The problem with COVID-19 is that it is a supply-side shock unfortunately, the bank doesn’t have a lot of tools to deal with supply shocks.

But why is a supply-side shock a problem for the bank? Let’s look at an example of a supply-demand relationship.

Supply side shocks and monetary policy outcomes

In a supply shock, we have the supply curve moving up and to the left (from 1 to 2) leading to higher prices (higher inflation) and lower output. Now think about what happens if the bank lowers rates. Rates are lower so borrowing is easier for both consumption and investment. As a result demand increases. In our graph world, the demand curve moves to the right (from 2 to 3). But observe what happens to prices. They go even higher. This is counter to the bank’s focus on low and stable inflation.
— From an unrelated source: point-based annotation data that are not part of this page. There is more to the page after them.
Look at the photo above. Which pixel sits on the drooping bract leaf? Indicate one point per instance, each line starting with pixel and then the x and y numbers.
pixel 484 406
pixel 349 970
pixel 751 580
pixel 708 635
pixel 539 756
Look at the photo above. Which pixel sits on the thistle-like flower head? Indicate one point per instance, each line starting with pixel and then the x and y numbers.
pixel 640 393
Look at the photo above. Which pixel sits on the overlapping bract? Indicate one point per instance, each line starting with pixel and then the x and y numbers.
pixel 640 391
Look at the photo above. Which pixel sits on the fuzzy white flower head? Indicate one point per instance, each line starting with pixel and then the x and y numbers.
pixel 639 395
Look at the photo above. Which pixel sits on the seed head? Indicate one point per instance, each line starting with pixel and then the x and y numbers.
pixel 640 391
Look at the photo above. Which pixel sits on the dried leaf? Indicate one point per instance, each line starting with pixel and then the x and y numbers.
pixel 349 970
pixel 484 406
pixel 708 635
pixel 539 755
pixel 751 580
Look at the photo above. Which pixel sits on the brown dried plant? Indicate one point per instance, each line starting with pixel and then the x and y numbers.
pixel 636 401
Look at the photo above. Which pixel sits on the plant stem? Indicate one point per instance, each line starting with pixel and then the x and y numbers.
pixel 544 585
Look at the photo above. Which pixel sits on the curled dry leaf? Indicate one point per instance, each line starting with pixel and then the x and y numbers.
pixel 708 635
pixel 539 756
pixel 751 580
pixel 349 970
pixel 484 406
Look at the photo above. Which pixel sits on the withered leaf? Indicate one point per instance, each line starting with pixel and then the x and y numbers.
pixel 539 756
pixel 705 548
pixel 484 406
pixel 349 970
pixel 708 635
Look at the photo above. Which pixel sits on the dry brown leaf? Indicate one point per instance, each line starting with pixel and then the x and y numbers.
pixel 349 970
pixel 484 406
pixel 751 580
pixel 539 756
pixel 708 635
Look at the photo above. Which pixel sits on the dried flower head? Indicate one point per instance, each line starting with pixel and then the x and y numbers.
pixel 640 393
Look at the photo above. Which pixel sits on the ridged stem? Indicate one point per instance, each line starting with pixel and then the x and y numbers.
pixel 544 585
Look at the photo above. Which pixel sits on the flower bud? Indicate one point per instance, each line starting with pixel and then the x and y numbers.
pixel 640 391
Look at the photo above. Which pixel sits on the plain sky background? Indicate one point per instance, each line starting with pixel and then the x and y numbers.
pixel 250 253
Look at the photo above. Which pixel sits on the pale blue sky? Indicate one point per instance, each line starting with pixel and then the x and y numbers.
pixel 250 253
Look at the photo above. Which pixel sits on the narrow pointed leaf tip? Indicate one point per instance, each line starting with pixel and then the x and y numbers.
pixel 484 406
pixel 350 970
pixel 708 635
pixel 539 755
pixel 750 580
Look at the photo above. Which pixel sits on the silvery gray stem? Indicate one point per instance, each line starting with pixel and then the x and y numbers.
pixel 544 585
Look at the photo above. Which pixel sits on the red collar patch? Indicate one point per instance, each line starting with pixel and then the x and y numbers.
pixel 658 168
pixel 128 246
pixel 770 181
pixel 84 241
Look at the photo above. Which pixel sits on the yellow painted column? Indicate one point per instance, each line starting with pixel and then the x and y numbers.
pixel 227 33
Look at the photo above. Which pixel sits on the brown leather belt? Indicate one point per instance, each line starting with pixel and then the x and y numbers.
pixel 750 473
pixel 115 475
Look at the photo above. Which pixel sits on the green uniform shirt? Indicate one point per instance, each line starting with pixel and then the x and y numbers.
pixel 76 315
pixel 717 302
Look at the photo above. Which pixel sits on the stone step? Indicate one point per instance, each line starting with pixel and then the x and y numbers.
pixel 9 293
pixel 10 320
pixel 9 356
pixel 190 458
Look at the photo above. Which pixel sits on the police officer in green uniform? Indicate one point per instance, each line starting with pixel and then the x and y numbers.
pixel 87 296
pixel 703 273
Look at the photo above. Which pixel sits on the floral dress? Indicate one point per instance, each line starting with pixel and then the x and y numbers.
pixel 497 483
Besides, lower interest rates means lower mortgage rates. The bank has been, for a few years, worried about the stability of the financial system because of high personal debt due to increase borrowing in certain segments of the housing market.

If you observe inflation rates, a key target for the bank, there is no hint at this time that rates are increasing. Obviously, they will go up due to the supply shocks from the virus but those will be temporary until supply improves. Impacts are still going to be felt in the future. Even if the bank acts at this time, we know that monetary policy has a lag. So the full effects would be felt in 6-8 quarters. By that time, it is unknown if COVID-19 will still be active.

If the bank acts now this puts us closer to the lower zero bound. If a real demand shock is going to occur in the near future, it will limit the bank’s effectiveness and ability to deal with it. There are a few more reasons I can think of why the bank would not want to lower rates now. I leave it to you to discover on your own. (hint: what happens to GDP when consumption and imports decline?)

Of course, this is just a prediction and I could be completely wrong. I have been surprised by the bank’s actions in the past. We will find out in a few hours.

Update (2020-03-04): The bank lowered interest rates this morning by 0.5% to 1.25% due to a weaker outlook as compared to January. The bank prefaced this by saying that it stands ready to “support economic growth and keep inflation on target”. I find this statement a bit unusual for the bank because the bank’s primary focus is on inflation (see the Bank’s monetary policy objectives). By including supporting economic growth in-front of focus on inflation does the bank try to signal a change in attitude away from inflation and towards a dual mandate like the Federal Reserve in the US or is this statement meant to reassure business sector confidence?